With seven nominations and three wins, All the King’s Men just trailed behind William Wyler’s The Heiress (an adaptation of Henry James’s 1880 novel Washington Square), which had eight nominations and four wins.
At the 22nd Academy Awards, All the King’s Men was nominated for Best Motion Picture, Best Director (Robert Rossen), Best Actor (Broderick Crawford), Best Supporting Actor (John Ireland), Best Supporting Actress (Mercedes McCambridge), Best Screenplay (Robert Rossen), and Best Film Editing (Robert Parrish and Al Clark).
It took home the awards for Best Motion Picture, Best Actor for Crawford, and Best Supporting Actress for McCambridge.

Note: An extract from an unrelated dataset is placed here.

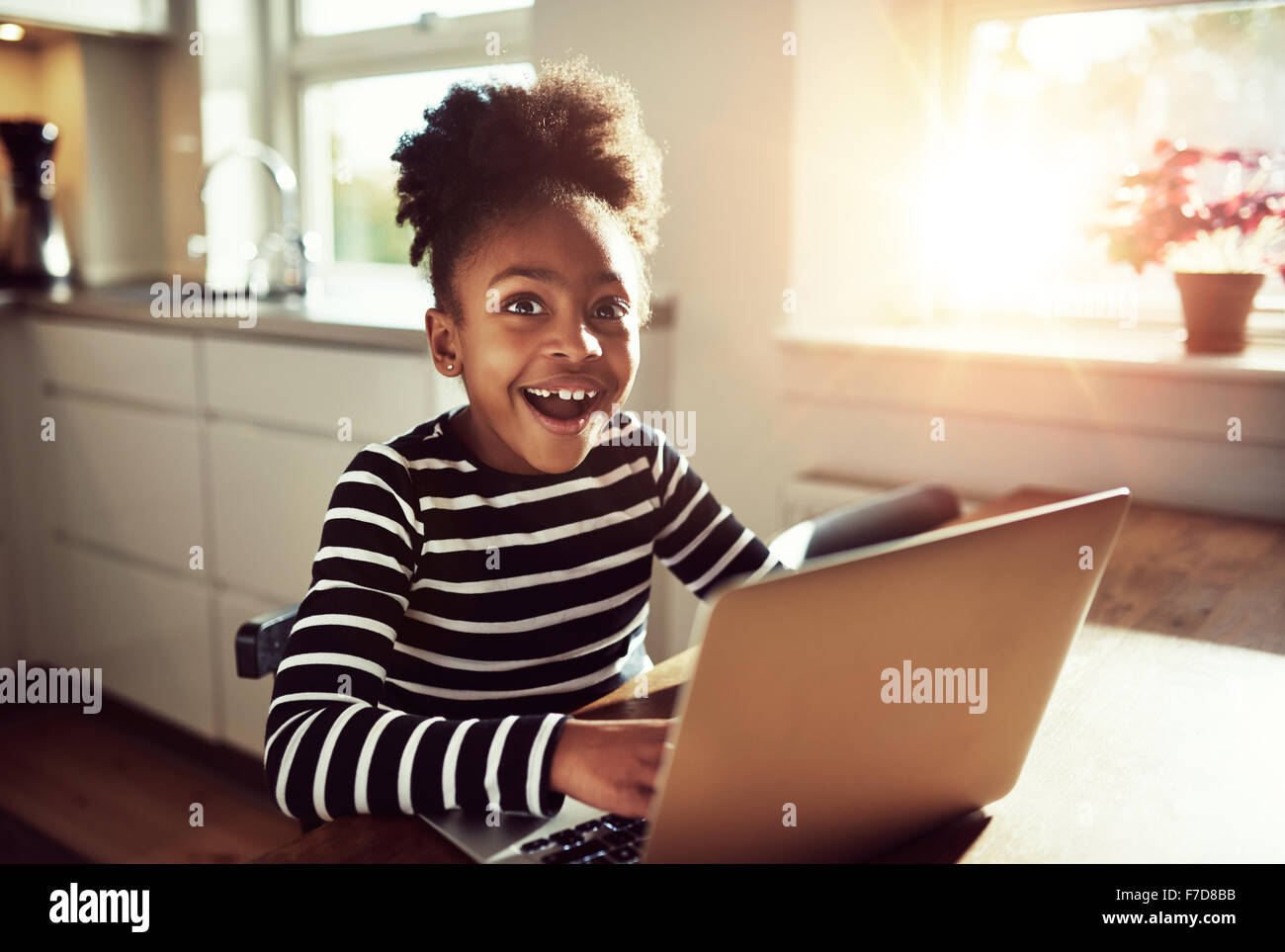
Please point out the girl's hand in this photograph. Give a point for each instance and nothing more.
(611, 764)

These were huge wins for both actors. Broderick Crawford had appeared in a lot of movies, but probably hadn’t made a big impression on the movie-going public. Prior to All the King’s Men his biggest acting success had been playing Lennie in Of Mice and Men on Broadway, but when the film version was made in 1939, he was passed up for the role and Lon Chaney, Jr., was cast instead.
Mercedes McCambridge was an accomplished radio performer who did a lot of work on the air with Orson Welles, but this was her first appearance in a film. Not too shabby!
Rossen did a lot of work as a screenwriter before making All the King’s Men, but it was only the third film he directed. The first two films he directed were Johnny O’Clock (1947), which not very many people saw, and Body and Soul (1947), which was a hit with both critics and audiences.
All the King’s Men was an even bigger success than Body and Soul. In the 1950s, Rossen had trouble with HUAC, eventually “named names,” and continued directing films, but it would be a long time before he would make another widely acclaimed film (The Hustler, with Paul Newman, in 1961).
Just as Citizen Kane was a thinly veiled gloss on the life and career of William Randolph Hearst, All the King’s Men is a thinly veiled gloss on the life and career of Louisiana politician Huey Long.
Huey Long was Governor of Louisiana from 1928 to 1932 and a U.S. Senator from 1932 until his death in 1935. He was a political operator who could turn wild dreams into massive public projects, he was a passionate advocate of wealth redistribution, and he was a divisive figure.
The film twists and amplifies Long’s legacy for dramatic effect, but enough of the details are close enough that speaking the name “Huey Long” was forbidden on the set.
As Willie Stark, Broderick Crawford doesn’t attempt a Southern drawl, but it’s probably better that way. I didn’t even think about the way Crawford was speaking while I was watching the movie. His performance is raw and powerful, and is the perfect mix of bonhomie, sincerity, menace, and naked ambition. Through the eyes of reporter Jack Burden (John Ireland) we see Willie Stark transform from an honest but inexperienced politician to a canny operator in charge of an enormous political machine.
Unlike Citizen Kane, which is one of the most highly stylized films ever made, Rossen and his cinematographer, Burnett Guffey, shot All the King’s Men in a naturalistic fashion. It’s mostly shot in real locations (which are occasionally very drab) and employs a lot of non-actors (a.k.a. “real people”) in small parts. The only really over-the-top visuals occur at Willie Stark’s political rallies, which often take place at night and are full of torches and rows of jackbooted police officers, which makes the rallies resemble the Nuremberg Rally.
I especially liked some of the casting choices. Dark-haired pretty boy John Derek plays Willie Stark’s son, college football star Tom Stark. He is oddly mirrored by Walter Burke as “Sugar Boy,” Willie Stark’s nefarious bodyguard. Derek and Burke have similar bone structure and coloring, but while Derek is handsome and charming, Burke is reptilian and creepy.
All the King’s Men is far from being a docudrama about American politics, but its over-the-top tale of ambition perverted by corruption is still relevant.